Greedy algorithms are a type of algorithm that make the best choice at each step in order to achieve the overall goal. For example, if the goal is to find the shortest path from point A to point B, a greedy algorithm would choose the path that is shortest at each step, without regard for the overall path length.
One of the most famous examples of a greedy algorithm is the travelling salesman problem. The goal of this problem is to find the shortest path that visits each city exactly once and returns to the starting point. A naive approach to this problem would be to try every possible path and compare the lengths of each. However, this is very inefficient and would take a long time to run.
A greedy algorithm, on the other hand, would make the following steps:
The steps above will always find a path, but it may not be the shortest possible path. In some cases, it is possible to find the optimal solution using a greedy algorithm. In other cases, it is not.

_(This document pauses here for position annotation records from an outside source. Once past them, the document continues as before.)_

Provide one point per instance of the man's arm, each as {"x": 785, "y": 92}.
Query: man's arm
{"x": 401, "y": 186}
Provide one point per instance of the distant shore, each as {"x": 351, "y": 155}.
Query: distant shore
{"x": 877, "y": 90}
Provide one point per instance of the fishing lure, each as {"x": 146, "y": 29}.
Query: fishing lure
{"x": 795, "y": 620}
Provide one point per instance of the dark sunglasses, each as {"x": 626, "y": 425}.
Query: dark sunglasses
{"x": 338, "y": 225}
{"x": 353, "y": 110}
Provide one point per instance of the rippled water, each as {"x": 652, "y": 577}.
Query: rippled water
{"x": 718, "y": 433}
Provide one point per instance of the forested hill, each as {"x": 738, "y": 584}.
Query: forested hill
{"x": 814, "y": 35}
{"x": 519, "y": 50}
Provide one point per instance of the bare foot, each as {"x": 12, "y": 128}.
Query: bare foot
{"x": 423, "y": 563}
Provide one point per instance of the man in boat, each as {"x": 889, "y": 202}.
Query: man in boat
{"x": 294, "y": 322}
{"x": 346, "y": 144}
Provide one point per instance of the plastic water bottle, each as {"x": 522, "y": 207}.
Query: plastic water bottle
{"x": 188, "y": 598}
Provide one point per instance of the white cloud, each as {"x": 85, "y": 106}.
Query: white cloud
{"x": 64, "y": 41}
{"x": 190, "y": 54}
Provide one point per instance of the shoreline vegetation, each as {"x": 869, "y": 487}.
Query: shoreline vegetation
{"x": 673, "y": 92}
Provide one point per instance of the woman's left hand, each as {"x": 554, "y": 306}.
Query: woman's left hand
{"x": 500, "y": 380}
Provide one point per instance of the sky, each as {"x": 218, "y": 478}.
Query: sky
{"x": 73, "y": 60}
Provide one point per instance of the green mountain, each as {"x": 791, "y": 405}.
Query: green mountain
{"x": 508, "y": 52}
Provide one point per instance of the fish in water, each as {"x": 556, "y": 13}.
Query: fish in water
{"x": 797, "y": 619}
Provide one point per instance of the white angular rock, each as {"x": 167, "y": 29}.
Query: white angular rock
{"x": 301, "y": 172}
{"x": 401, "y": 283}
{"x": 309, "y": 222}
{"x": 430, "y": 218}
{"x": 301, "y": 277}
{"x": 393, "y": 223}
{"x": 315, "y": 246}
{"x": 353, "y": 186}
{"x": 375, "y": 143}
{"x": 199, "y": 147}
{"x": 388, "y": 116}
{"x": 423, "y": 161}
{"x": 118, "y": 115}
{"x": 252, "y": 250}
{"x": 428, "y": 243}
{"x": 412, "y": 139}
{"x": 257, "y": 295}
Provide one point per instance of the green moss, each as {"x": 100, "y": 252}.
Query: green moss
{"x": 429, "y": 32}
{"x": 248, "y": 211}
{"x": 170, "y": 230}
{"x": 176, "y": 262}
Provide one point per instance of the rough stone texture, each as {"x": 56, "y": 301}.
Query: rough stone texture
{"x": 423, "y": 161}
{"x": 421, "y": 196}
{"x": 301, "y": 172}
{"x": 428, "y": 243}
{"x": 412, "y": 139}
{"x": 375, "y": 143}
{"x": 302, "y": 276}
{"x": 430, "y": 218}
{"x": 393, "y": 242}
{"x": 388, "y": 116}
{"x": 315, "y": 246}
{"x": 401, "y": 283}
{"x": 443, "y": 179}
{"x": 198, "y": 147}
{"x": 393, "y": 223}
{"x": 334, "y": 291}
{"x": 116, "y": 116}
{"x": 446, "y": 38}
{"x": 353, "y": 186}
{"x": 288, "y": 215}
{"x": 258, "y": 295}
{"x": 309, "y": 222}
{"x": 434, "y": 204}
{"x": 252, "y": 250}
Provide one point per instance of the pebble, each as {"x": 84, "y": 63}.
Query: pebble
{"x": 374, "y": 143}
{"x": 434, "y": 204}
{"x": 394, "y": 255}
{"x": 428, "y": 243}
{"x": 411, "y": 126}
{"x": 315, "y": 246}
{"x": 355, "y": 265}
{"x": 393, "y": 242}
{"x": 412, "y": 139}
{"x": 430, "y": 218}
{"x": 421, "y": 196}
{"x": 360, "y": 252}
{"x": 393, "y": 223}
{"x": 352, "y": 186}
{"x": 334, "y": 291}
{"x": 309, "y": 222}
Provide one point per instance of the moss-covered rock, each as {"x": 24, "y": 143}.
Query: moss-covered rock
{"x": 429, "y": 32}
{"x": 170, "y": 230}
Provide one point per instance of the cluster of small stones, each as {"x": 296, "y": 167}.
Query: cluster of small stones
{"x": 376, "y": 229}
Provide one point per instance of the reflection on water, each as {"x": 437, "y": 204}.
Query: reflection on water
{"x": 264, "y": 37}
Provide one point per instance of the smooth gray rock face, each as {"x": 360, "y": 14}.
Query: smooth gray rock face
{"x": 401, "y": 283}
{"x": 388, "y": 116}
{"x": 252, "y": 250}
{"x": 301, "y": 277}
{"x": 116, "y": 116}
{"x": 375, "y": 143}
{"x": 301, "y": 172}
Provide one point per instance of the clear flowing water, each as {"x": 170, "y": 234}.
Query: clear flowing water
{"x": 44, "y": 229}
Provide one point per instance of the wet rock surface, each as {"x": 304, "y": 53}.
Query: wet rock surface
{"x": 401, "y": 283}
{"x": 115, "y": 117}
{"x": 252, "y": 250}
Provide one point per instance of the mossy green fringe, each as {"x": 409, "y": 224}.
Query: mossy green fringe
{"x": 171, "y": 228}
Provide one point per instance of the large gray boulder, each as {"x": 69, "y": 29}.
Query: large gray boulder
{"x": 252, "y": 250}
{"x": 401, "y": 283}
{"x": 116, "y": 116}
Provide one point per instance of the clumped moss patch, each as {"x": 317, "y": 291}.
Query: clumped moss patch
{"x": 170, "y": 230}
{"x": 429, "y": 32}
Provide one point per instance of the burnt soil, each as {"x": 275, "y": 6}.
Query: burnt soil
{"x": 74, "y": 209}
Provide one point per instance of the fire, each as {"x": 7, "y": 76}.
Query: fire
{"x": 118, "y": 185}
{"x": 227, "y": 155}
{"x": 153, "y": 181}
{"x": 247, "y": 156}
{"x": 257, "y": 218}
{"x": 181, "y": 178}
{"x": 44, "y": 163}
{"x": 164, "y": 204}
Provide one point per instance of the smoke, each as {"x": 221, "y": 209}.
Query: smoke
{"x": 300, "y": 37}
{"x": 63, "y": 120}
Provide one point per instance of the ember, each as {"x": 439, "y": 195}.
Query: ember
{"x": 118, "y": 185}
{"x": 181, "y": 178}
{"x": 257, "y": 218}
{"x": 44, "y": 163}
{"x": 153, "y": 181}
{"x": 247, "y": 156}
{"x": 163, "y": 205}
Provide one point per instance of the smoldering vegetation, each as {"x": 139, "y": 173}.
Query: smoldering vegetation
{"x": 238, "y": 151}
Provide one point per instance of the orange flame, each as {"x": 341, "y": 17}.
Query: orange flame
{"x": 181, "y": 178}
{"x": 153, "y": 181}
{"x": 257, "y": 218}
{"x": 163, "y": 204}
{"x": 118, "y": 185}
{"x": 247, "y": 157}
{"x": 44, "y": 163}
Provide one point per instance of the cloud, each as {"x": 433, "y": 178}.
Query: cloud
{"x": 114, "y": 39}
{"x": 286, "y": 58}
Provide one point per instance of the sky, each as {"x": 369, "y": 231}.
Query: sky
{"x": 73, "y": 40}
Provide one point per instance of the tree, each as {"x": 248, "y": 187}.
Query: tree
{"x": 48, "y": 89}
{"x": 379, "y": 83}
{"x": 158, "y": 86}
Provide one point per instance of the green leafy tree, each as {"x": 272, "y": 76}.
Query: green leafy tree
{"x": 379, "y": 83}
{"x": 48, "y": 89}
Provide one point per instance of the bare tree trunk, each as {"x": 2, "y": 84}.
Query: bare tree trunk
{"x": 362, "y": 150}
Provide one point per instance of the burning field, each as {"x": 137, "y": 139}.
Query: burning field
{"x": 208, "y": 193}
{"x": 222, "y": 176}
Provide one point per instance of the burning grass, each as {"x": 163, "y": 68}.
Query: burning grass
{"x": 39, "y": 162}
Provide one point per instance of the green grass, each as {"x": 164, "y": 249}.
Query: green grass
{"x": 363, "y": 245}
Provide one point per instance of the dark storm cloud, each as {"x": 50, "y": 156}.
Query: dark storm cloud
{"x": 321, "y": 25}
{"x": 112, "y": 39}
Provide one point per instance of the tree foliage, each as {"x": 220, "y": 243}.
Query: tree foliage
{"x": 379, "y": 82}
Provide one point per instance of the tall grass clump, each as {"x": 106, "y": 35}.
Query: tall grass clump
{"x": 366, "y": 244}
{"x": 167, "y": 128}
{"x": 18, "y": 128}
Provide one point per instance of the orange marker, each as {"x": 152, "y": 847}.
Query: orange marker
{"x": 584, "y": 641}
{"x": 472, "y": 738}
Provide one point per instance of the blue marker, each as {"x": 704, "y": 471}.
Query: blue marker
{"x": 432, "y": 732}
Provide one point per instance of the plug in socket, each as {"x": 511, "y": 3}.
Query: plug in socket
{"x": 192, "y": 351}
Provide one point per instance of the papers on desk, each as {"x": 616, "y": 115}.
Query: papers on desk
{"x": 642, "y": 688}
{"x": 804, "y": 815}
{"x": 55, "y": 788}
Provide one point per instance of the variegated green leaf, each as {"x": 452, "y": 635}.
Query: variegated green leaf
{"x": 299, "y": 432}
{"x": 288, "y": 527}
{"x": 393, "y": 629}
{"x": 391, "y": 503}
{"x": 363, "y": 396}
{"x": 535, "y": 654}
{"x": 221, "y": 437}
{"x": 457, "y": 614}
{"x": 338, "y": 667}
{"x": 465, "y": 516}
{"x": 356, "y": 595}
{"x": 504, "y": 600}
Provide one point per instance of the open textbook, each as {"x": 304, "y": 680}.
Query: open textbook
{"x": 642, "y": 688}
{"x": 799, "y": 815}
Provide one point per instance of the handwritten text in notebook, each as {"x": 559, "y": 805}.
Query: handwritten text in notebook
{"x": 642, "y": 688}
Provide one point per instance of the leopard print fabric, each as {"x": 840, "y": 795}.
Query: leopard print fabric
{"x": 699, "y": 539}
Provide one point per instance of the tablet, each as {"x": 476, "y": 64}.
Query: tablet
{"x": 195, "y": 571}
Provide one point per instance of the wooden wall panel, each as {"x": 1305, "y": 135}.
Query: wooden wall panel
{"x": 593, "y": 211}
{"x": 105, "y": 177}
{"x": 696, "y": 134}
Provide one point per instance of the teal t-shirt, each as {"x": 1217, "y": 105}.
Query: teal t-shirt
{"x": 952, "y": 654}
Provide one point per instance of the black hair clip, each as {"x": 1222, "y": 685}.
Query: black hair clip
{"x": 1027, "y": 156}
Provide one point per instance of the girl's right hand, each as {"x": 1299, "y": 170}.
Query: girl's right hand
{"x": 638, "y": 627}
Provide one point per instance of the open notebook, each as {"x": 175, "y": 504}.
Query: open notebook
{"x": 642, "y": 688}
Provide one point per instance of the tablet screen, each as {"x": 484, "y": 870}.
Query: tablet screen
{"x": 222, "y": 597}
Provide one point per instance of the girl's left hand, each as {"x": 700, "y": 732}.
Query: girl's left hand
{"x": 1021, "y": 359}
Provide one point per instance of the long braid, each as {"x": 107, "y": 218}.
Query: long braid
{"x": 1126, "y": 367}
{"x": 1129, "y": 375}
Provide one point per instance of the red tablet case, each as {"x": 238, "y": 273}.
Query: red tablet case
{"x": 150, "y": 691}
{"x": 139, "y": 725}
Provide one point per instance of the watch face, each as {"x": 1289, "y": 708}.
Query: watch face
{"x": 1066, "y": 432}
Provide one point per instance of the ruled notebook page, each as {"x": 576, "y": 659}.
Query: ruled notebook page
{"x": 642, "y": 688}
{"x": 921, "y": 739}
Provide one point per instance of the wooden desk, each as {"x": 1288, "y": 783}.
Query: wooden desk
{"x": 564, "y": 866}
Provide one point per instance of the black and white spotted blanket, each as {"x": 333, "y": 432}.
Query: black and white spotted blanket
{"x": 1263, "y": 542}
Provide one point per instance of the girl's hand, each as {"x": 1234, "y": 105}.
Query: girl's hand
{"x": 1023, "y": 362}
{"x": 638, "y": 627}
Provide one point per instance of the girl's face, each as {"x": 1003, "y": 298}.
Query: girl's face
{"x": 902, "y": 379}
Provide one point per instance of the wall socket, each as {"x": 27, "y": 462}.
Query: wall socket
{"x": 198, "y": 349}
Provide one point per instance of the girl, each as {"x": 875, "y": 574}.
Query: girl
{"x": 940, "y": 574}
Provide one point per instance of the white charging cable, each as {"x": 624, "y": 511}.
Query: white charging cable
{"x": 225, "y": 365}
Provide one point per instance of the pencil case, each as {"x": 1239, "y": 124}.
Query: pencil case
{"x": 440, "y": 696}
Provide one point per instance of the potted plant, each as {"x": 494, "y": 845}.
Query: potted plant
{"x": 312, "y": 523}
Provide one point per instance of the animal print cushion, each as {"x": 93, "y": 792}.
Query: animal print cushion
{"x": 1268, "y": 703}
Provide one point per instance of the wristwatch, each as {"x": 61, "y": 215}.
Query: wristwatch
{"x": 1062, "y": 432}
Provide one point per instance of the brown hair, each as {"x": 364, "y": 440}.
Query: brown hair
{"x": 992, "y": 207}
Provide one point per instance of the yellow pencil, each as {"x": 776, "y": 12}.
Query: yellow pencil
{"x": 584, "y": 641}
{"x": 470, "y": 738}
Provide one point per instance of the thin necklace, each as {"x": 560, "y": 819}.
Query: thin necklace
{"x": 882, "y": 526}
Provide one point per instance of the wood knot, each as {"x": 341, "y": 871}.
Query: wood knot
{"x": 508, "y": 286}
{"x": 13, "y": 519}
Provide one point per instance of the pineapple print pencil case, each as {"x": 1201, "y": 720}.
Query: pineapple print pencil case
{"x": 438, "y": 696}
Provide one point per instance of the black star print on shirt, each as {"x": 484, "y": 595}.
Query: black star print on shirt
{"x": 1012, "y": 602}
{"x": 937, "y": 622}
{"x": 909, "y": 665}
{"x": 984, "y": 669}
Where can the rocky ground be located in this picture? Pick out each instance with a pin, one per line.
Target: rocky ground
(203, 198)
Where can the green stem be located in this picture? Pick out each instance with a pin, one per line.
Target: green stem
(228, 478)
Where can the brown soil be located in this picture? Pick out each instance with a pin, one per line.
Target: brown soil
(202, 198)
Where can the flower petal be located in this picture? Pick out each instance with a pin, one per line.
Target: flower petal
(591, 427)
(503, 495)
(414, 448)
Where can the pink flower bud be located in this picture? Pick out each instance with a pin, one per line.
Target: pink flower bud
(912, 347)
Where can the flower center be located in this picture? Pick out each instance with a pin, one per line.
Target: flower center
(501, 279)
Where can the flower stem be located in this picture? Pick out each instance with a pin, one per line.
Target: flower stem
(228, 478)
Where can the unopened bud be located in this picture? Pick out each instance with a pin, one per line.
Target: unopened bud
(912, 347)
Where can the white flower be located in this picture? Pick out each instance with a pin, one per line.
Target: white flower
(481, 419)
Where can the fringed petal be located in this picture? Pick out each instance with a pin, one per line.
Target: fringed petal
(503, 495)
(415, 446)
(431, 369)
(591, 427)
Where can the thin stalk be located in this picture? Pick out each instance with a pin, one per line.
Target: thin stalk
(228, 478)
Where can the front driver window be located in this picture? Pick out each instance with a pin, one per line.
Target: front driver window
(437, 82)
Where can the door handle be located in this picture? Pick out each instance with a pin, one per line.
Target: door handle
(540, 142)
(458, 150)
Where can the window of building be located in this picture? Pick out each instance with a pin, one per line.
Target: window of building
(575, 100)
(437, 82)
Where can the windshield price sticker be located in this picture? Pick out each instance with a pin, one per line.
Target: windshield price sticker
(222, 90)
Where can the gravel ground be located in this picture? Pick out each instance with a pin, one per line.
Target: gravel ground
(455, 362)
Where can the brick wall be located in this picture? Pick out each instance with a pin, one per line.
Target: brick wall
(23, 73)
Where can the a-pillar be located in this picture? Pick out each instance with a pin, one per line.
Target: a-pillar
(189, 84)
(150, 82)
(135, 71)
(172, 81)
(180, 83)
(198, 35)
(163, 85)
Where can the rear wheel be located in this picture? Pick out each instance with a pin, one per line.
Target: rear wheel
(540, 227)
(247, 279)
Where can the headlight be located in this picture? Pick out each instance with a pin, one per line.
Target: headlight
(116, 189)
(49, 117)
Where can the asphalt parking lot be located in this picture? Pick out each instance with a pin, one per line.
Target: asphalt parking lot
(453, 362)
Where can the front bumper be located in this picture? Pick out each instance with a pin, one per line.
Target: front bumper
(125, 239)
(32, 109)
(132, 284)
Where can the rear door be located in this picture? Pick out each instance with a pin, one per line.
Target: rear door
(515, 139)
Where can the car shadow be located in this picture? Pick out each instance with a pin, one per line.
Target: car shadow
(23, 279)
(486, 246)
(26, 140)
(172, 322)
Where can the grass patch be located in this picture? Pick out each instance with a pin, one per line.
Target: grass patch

Let's say we have the following cities and distances between them:
City 1: 0km
City 2: 100km
City 3: 200km
City 4: 300km
City 5: 400km
If we use the greedy algorithm described above, the path taken would be:
City 1 -> City 2 -> City 3 -> City 4 -> City 5 -> City 1
Which has a total distance of:
0 + 100 + 200 + 300 + 400 + 0 = 1000km
However, the optimal path would be:
City 1 -> City 5 -> City 4 -> City 3 -> City 2 -> City 1
Which has a total distance of:
0 + 400 + 300 + 200 + 100 + 0 = 1000km
As you can see, the greedy algorithm does not always find the optimal solution. However, it is usually much faster than other algorithms, such as the brute force approach, and so it is often used in practice.
City 1: 0km
City 2: 10km
City 3: 15km
City 4: 20km
City 5: 25km
What is the path taken and the total distance? Is this the optimal path?
City 1: 0km
City 2: 100km
City 3: 200km
City 4: 300km
City 5: 400km
What is the path taken and the total distance? Is this the optimal path?
Try other sets of cities and distances and see what path is taken by the algorithm. Can you find a set where the algorithm does not find the optimal path?
Try to improve the algorithm so that it always finds the optimal path.